The Zero Trust SME will have experience applying the principles of Zero Trust governance across the five pillars of Zero Trust. The ideal candidate will have previous Federal agency experience with data management, developing and securing CI/CD pipelines, implementing automated cybersecurity solutions and staying abreast of industry advancements, and knowledge of and experience with Zero Trust federal requirements and the DHS CISA Zero Trust Maturity Model. This position is REMOTE.

Requirements: 

• Bachelor’s degree in computer science, security engineering or related field.
• 10+ years of professional IT experience.
• 5+ years of software development experience.
• Experience implementing Zero Trust Architecture at a large federal agency.
• Must be a US Citizen able to obtain an agency-specific suitability / public trust clearance prior to starting.

Responsibilities:  

• Implementing Zero Trust requirements (all pillars) per executive orders/directives/policies/memorandums/etc. at an enterprise level.
• Implementing large enterprise-level projects/programs.
• Identifying critical needs, changes, and upgrades based on new network and security technologies or threats and developing solutions (i.e. Zero Trust).
• Planning, evaluating, and leading projects or teams, such as assigning work, setting priorities, budgeting, and providing feedback on work assignments.
• Developing methodology and modern programming technologies and frameworks such as Amazon Web Services Cloud (AWS) tools, or Data bricks, or Scala, or Open-Source technologies.
• Understanding the interrelationships among multiple IT disciplines (IT security, infrastructure, networking, end user support, etc.).
• Developing data driven software solutions to improve agency Zero Trust maturity scores.

• Developing automated solutions to improve agency Zero Trust maturity scores. .
• Coding, scripting, data wrangling, data visualization, and presentation of historical and projected data that improves agency management of its Zero Trust program and progress across Pillars.
• Providing recommendations and a roadmap to automate and secure DevSecOps CI/CD pipelines using Checkmarx, Jenkins, Burp Suite and Nexus IQ.
• Staying up to date with the latest industry trends and advances in cybersecurity and AI/ML technologies to identify potential technological resources and solutions to develop, maintain, and enhance data and application security to improve Zero Trust maturity scores.
• Supporting implementation, testing, and monitoring for data processing pipelines and AI/ML learning products to improve Zero Trust maturity scores.
• Collaborating with cross-functional teams to identify business needs and provide technical solutions to improve Zero Trust maturity scores across the five ZT Pillars.
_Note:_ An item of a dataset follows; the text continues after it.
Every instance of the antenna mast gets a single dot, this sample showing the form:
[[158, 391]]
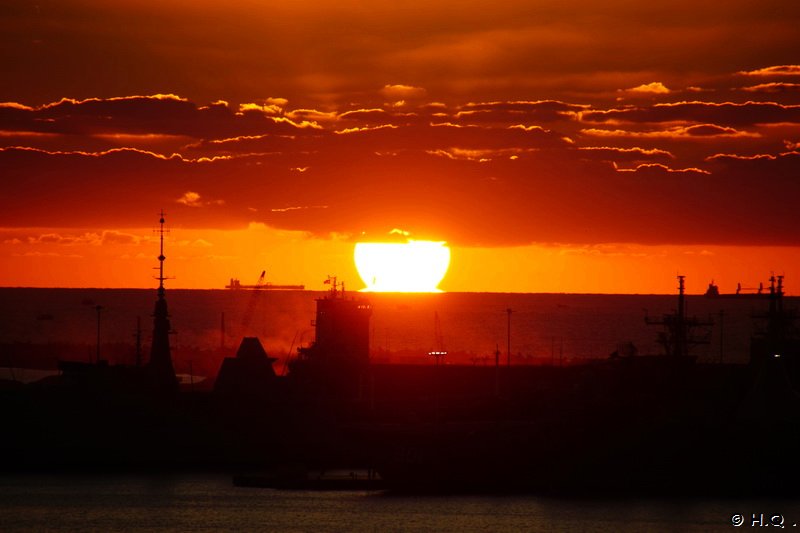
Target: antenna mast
[[161, 258]]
Desired Skills and Qualifications:

• Recent experience at a Federal agency. Current DHS or DoD security clearance or public trust.
• Knowledge and experience with Zero Trust federal requirements and DHS CISA Zero Trust Maturity Model.
• Eagerness to learn and ability to think critically and work independently.
• Proficiency in scripting, identity, MFA, micro-segmentation, how approaches affect delivery teams, end point detection, data protection, policy automation and orchestration.
• Proficiency in continuous monitoring and real time analytics to detect and respond to issues immediately.
• Experience with Nexus IQ, Checkmarx, Burp Suite, Backstage, automation and governance standards. 
• Experience with Chef, Ansible, nMap, Palo Alto Networks Expedition, SonarQube, Tenable DB Protect, Tenable.io, Twistlock
• Cloud experience specifically, AWS and Azure.
• Familiarity with DevSecOps practices, CI/CD pipelines, Jenkins implementation and automated testing.
• Familiarity with data structures, storage systems, cloud infrastructure, front-end frameworks, AI/ML, deep learning frameworks, and other technical tools.